The firm stated that the risks were ‘properly explained’ at the time and it was the customer’s choice to proceed with the investments despite her cautious attitude.
The FOS investigator said Mrs B, who was 86 at the time the advice was given, could withstand capital losses, and had over £1.2m assets, a large proportion of which was held in cash following a house sale.
The OEIS did provide income tax relief and inheritance tax relief, so this was partially in line with Mrs B’s objectives.
However, the FOS said it was ‘not persuaded’ that the investment was in line with the investor’s attitude to risk. Mrs B had limited investment experience and was a cautious investor, the FOS held.
The FOS said: ‘Our investigator was not satisfied that the high risk nature of the OEIS had been explained to her. Mrs B had wanted to retain access to her funds and it wasn’t clear that the illiquid nature of the investment was understood and it did not meet her objectives for funds to pass to her family on her death.
‘To put things right, our investigator recommended that the estate be compensated for the return the capital sums would have achieved had they been invested in half in the FTSE Total Income Return and half in fixed rate bonds, less any tax relief received.’
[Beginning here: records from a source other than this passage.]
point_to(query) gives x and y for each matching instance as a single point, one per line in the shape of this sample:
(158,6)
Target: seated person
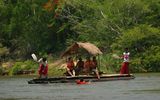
(79,66)
(70,67)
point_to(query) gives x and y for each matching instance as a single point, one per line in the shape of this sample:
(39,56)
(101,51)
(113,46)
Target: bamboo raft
(69,79)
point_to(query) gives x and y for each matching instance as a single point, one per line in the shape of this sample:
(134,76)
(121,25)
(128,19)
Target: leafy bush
(23,66)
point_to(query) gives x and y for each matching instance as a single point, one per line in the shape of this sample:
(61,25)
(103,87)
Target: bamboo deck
(69,79)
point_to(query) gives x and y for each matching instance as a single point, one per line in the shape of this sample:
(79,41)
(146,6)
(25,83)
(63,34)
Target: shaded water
(143,87)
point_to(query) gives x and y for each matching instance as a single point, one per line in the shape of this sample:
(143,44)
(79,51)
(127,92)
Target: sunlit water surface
(143,87)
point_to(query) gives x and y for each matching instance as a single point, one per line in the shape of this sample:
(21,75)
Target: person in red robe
(43,68)
(70,67)
(125,64)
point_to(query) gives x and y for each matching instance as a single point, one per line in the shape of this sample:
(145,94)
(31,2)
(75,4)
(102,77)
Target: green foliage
(23,66)
(143,42)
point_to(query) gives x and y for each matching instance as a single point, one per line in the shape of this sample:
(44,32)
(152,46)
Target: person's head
(80,59)
(70,58)
(81,80)
(88,58)
(94,58)
(44,59)
(126,49)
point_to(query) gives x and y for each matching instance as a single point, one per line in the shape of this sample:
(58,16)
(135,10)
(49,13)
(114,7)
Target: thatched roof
(90,48)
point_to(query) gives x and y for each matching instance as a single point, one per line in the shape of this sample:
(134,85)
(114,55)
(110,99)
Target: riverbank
(145,87)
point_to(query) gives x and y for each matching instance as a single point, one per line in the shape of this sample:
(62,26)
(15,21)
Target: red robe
(43,70)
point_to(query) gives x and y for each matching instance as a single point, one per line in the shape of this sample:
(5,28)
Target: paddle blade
(115,56)
(34,57)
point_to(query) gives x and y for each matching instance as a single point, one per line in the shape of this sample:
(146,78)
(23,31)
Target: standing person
(94,67)
(43,68)
(70,67)
(79,66)
(125,64)
(87,65)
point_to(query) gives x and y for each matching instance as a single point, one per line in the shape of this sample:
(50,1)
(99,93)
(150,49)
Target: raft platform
(69,79)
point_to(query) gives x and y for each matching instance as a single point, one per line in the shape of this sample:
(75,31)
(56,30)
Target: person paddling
(70,67)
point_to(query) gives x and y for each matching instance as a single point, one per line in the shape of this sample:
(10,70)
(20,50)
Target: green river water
(143,87)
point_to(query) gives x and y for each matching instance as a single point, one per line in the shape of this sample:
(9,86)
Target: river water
(143,87)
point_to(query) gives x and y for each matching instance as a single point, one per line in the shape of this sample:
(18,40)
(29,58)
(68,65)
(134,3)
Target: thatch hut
(90,48)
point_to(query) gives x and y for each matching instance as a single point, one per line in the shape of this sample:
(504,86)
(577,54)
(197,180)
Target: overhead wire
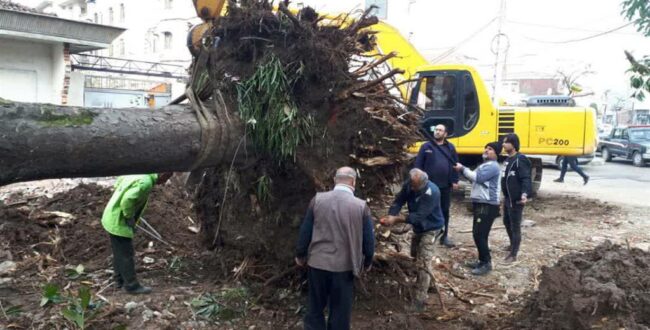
(582,39)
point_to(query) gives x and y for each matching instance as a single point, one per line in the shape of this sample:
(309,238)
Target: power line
(582,39)
(555,27)
(453,49)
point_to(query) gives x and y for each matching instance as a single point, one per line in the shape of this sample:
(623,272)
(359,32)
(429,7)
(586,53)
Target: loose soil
(43,246)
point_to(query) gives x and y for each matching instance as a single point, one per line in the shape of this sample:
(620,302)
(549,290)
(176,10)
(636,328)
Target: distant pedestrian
(486,199)
(425,216)
(120,217)
(516,186)
(573,162)
(438,162)
(337,243)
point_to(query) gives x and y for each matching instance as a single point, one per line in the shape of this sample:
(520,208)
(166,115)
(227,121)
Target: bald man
(425,215)
(336,242)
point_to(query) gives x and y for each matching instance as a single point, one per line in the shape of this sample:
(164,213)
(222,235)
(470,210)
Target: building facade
(35,52)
Armstrong Watson Financial Planning maintained that the recommendations were suitable for Mrs B and that she chose to take higher risks to gain tax advantages.
Tozzi said: ‘The report did state that the OEIS was a high risk strategy but I was not persuaded it was made clear to Mrs B that she stood to lose all her capital if the investment failed. Rather, the letter focused on tax relief, stating the investment would lead to a £16,000 saving on inheritance tax, which was misleading as it assumed the capital sum would retain its value.
‘In my view, it was not made clear that the funds would become illiquid once invested and would be tied into the investment for at least four years, if not longer. That was a material risk factor and a relevant consideration, as it was clear that Mrs B wanted to retain access to her funds and give access to her capital to her beneficiaries.
‘I was also persuaded by the testimony of Mrs B’s daughter who attended the meetings with the adviser. She recalled that the level of risk exposure and risk of long-time illiquidity was not made clear.’
The FOS ordered Armstrong Watson Financial Planning to pay £160,000 in compensation to the estate.